ドラゴン・テイル

 剣を振り上げ、ウルの首に向かって振り下ろす。
 蹲るウルに見えるはずが無いが、ウルにはその動きが手に取るように分かった。

 ─反逆だと……?

 風を切る音が耳を付く。

 ウルは片足を軸に、転がるように大きく横に飛んだ。

 ザンッッ

 剣が空を切り、僅かに地面を裂く。

 転がったウルは、熱気で赤く晴れ上がった右腕を押さえながら立ち上がった。

「……反逆だと……?」

 ウルはクルセイダーを睨み据えて言う。

「ふざけるな。
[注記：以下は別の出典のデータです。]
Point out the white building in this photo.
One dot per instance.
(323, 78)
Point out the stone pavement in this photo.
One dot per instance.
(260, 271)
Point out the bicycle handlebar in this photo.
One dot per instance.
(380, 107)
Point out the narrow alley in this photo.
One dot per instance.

反逆者はお前等だろう…。
 ルーヴァの生き残りを殺し…、コパンを切り…、クレイグ達を処刑するだと?」

 腰に据えたロッドを引き抜く。

 それを真っ直ぐクルセイダーに向けた。

「そんな事は、絶対にさせないッ!」

「ふんッ、貴様に何が出来る!」

 怒鳴り、剣を構えるとウルに向かって奔った。

「プロテクションッ!」

 ロッドに対物理硬化の魔法を掛け……─

 ギィィ……ン……ッ

 振り下ろすクルセイダーの剣を、防ぐ。

「…く…ッ!」

 剣圧に、ウルが片膝を付いた。

「剣術では、私の方が上のようだ」

 クルセイダーが嘲るように笑う。


「うるーっ!」

 コパンが悲鳴に似た声を上げた。


 ヒュッッ

 風を切る音。

 ほんの一瞬の出来事だった。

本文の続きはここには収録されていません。